ヤンキース田中将大投手(28)とドジャース前田健太投手(28)が、来年3月のワールド・ベースボール・クラシック(WBC)出場に前向きな意向を持っていることが10日、分かった。侍ジャパン小久保裕紀監督(45)の構想に入っていることが確実な2人は、日の丸に対する強い誇りを持っている。チームはこの日、メキシコとの強化試合(東京ドーム)に3-7で敗戦。安定感抜群の2人が加われば、この上ない力になる。

 マー君が侍の救世主になる可能性が出てきた。田中は今季、ヤ軍トップの14勝をマーク。防御率3・07と抜群の安定感を誇った。関係者の話を総合すると年間通して先発ローテを守ったが、体調面の状態は非常にいいという。加えて、日の丸を背負ってプレーすることに誇りを持っており、WBC出場に前向きな意向を持っているという。出場が実現すれば、3大会連続のWBCになる。

 侍の力になりたい。強い気持ちは前田も同じだ。この日はメキシコ戦のゲスト解説で東京ドームに来場。選手と和やかに話し込んだ。試合中にWBCについて問われ、「日の丸を背負うのは光栄なこと。出たい気持ちはもちろんあります。前回は悔しい思いをした。最後に負け投手になってしまったのが僕だったので」と力強く話した。

 世界一奪還のために、先発の軸となる2人は、何としても招集したい。メキシコ戦の完敗が教えてくれた。この日先発した武田、2番手の千賀は慣れないWBC球の制御に苦労した。四球、暴投、2死からの本塁打と、犯してはならないミスで失点を重ねた。中南米選手特有の大きなフォロースルーで、外野深くまで運ばれる場面も目立った。猛者との勝負に身を投じ、結果を出している2人は、国際試合の勝ち方を熟知している。
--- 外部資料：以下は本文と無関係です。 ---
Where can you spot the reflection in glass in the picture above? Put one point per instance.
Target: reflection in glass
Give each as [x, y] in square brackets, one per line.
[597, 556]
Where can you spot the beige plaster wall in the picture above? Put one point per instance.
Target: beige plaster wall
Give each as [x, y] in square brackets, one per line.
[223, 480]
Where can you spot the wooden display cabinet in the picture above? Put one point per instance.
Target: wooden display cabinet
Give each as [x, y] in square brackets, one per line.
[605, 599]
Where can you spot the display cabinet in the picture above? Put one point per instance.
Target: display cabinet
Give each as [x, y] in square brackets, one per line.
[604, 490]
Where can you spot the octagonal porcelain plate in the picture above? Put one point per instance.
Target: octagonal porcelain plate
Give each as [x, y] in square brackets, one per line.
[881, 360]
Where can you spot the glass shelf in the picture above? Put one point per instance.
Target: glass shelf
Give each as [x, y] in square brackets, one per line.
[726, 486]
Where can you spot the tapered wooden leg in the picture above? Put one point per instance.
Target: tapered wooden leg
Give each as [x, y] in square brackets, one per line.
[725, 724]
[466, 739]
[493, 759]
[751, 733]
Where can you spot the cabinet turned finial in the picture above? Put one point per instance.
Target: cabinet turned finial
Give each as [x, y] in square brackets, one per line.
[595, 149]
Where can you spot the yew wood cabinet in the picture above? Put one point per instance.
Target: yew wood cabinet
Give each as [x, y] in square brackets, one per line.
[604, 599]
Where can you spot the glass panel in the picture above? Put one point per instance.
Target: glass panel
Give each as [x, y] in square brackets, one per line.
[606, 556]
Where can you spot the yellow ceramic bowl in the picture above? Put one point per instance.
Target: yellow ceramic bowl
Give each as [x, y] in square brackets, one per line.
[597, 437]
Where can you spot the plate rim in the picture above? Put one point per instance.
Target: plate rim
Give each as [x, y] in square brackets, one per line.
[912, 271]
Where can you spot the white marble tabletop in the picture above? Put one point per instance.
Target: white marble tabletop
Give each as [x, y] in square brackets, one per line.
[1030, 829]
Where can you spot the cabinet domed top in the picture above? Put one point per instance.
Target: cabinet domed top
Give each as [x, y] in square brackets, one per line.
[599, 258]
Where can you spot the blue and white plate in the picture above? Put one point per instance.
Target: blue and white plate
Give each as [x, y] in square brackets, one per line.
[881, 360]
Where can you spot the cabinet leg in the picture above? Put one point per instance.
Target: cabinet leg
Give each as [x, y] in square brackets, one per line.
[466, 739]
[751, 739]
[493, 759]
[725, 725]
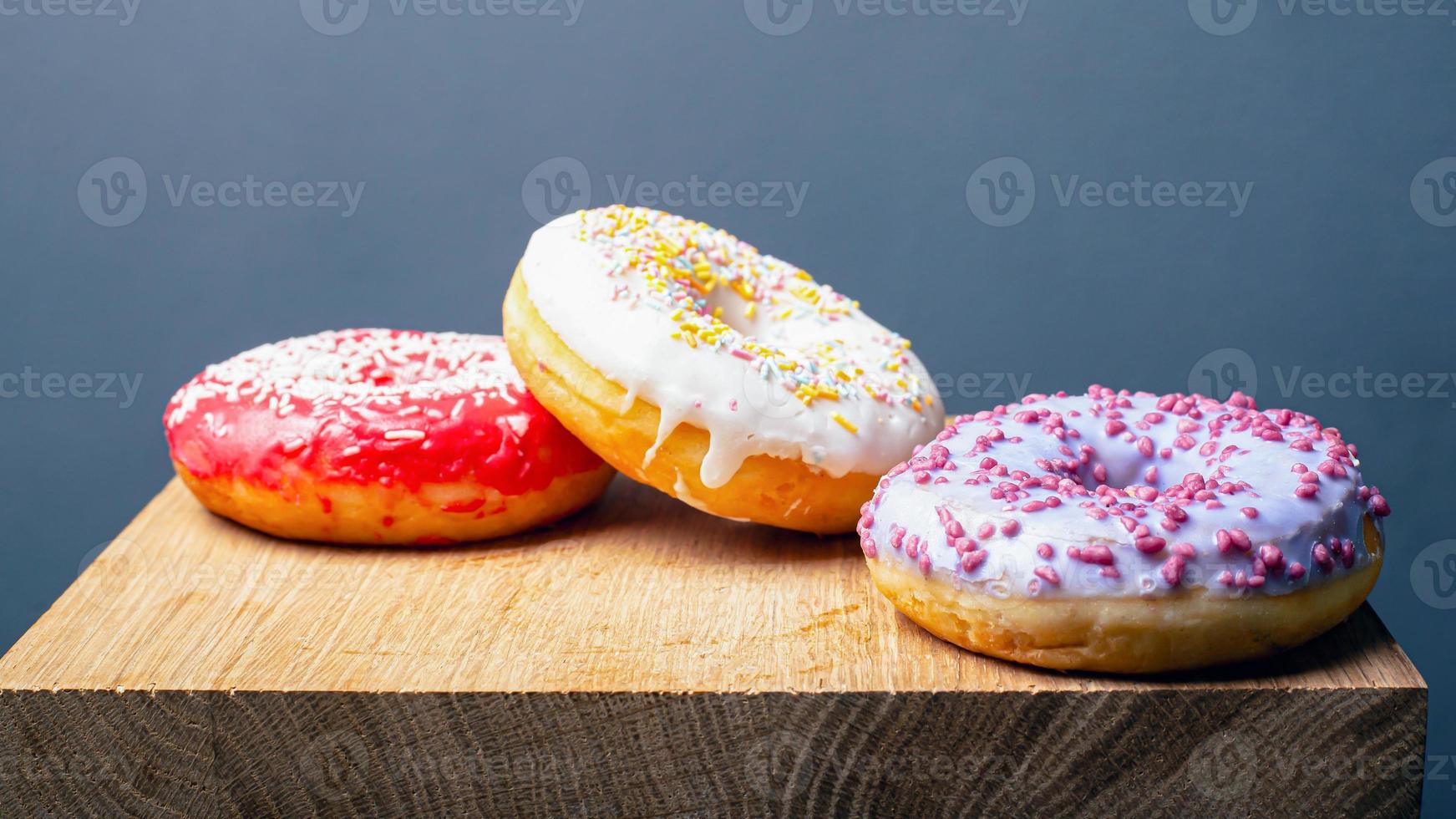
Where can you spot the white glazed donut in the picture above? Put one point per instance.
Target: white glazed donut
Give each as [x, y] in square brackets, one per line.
[1127, 532]
[713, 372]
 この日、東京での1次、2次ラウンド日程が発表された。9日間で6試合をこなす強行軍。小久保監督は「先発は中4日では回せない。8人、必要になる」と話した。質の高い先発陣をそろえるべく、2人の招集を構想に入れている可能性が極めて高い。正式にオファーを出した際は、田中が所属するヤ軍、前田が所属のド軍との交渉、承諾が必要となる。日の丸への強い思いが届くか。